No one should pretend that there are any easy one-size-fits-all answers floating around. One of the drawbacks of living in a free society is that the issue Erika Christakis raised at Yale is true; sometimes people behave in ways that are "a little bit obnoxious." Sometimes they're horribly obnoxious, and sometimes one person's "obnoxious" is another's definition of "art" or "freedom." All the more reason to hold the kinds of dialogue Christakis advocated.

But here's some hope. Community standards and peer pressure can advance social justice. At the very least, they refuse to allow obnoxious behaviors to be swept out of sight. Think of the principled stands taken by (some) 19th century abolitionists, by Gandhi, or by Dr. Martin Luther King. Did they topple injustice on their own?
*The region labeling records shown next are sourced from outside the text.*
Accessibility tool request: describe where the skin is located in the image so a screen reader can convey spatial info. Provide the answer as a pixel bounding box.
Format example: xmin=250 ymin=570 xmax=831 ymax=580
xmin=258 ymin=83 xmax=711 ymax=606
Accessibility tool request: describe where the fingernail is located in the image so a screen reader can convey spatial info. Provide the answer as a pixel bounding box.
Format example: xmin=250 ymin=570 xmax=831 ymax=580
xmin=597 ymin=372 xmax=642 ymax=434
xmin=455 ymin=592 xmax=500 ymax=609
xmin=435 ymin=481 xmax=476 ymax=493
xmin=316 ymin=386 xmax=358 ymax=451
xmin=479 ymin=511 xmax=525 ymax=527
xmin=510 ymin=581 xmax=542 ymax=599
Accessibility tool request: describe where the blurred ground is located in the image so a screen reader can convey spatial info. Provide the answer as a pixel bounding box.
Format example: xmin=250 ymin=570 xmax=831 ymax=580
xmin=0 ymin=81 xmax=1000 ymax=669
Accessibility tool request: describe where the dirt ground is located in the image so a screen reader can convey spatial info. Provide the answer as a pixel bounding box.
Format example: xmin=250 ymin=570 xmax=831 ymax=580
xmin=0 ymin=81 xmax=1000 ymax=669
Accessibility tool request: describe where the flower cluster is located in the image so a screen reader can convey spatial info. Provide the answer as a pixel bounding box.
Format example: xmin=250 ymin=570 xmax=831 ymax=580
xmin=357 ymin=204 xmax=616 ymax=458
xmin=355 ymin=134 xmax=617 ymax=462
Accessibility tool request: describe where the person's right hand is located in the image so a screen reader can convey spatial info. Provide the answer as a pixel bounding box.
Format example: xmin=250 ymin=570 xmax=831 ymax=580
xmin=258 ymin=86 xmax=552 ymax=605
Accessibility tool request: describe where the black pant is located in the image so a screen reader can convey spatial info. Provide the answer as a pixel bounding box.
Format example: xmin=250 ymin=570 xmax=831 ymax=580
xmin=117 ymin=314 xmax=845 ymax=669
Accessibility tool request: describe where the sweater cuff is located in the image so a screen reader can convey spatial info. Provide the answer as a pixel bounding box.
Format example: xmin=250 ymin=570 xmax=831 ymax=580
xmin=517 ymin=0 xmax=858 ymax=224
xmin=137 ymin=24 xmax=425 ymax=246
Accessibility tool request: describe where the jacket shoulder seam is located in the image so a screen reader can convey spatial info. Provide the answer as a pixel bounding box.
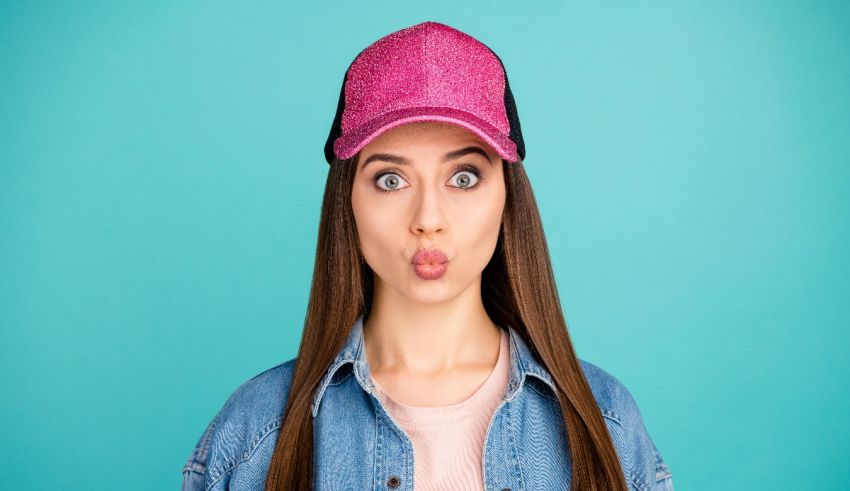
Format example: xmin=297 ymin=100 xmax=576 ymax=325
xmin=207 ymin=417 xmax=283 ymax=489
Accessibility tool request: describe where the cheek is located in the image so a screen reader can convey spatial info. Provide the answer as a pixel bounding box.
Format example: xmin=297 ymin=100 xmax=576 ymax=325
xmin=455 ymin=190 xmax=504 ymax=269
xmin=352 ymin=192 xmax=403 ymax=272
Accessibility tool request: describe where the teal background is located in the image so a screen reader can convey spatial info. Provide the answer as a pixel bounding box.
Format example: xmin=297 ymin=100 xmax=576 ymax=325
xmin=0 ymin=1 xmax=850 ymax=490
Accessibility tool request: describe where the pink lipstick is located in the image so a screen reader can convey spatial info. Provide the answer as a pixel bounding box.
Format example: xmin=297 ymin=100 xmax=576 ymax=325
xmin=410 ymin=249 xmax=449 ymax=280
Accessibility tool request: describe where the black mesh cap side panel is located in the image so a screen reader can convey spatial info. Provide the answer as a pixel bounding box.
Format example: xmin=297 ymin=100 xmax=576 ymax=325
xmin=485 ymin=44 xmax=525 ymax=160
xmin=499 ymin=67 xmax=525 ymax=160
xmin=325 ymin=65 xmax=351 ymax=165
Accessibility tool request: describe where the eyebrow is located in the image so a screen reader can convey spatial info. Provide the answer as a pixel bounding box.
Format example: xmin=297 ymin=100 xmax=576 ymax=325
xmin=360 ymin=145 xmax=492 ymax=171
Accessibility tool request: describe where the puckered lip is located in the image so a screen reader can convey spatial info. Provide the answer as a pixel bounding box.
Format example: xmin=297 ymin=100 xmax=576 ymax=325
xmin=410 ymin=247 xmax=449 ymax=265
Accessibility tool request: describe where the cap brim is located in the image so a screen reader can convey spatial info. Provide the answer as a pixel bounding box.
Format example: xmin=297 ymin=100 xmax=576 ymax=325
xmin=333 ymin=107 xmax=519 ymax=162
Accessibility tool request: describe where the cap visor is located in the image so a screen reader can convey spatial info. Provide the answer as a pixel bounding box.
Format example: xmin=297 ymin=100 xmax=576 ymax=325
xmin=334 ymin=107 xmax=519 ymax=162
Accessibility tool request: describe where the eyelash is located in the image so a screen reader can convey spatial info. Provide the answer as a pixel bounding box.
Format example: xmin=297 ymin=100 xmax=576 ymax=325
xmin=372 ymin=164 xmax=484 ymax=193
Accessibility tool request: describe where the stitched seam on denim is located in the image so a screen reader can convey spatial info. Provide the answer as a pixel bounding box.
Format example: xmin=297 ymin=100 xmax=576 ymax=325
xmin=526 ymin=384 xmax=559 ymax=402
xmin=599 ymin=408 xmax=623 ymax=428
xmin=505 ymin=403 xmax=525 ymax=490
xmin=655 ymin=469 xmax=673 ymax=482
xmin=629 ymin=471 xmax=650 ymax=491
xmin=207 ymin=417 xmax=283 ymax=491
xmin=325 ymin=370 xmax=354 ymax=390
xmin=183 ymin=412 xmax=221 ymax=474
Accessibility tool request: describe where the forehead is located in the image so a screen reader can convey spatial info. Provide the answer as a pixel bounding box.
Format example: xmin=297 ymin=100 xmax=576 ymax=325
xmin=363 ymin=121 xmax=493 ymax=153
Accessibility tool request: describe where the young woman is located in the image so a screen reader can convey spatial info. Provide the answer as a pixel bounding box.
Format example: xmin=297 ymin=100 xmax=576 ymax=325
xmin=183 ymin=22 xmax=672 ymax=491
History tells us that it took the Civil War to end slavery, that World War II eroded colonialism, and that individuals more radical than Dr. King also played key roles in advancing civil rights. Often, progress is slow, confusing, and (alas!) sometimes violent. But it doesn't have to be.

You will recall that South Carolina removed the Confederate flag in July in response to Dylan Roof's murderous racist rampage. It didn't take that sort of horror in Williamsburg, Massachusetts, where a local sheet-metal shop owner fabricated a painted tin Confederate flag to protest South Carolina's decision. The reaction against him was so swift and strong that his tune changed quickly and repeatedly–from a defense of "free speech" to complaints over the "PC police" to a feeble "It's only a decoration." Nobody denied his right to display the flag; they simply let the owner know they found him uncivil, insensitive, and ignorant. Neighbors applied peer pressure, the local paper was filled with condemnatory letters to the editor, petitions flew, and online chat boards lit up like a welder's torch. The clincher came in the form of a call to boycott the business; the flag came down after the owner's face-saving claim to have made his point. Was the result one of psychological extortion, or community standards at their moral best? The latter, I think. I'm absolutely certain, though, that it's a great argument for increased dialogue. If, for no other reason, when we talk about issues, we put our energy into problem-solving rather than destructiveness.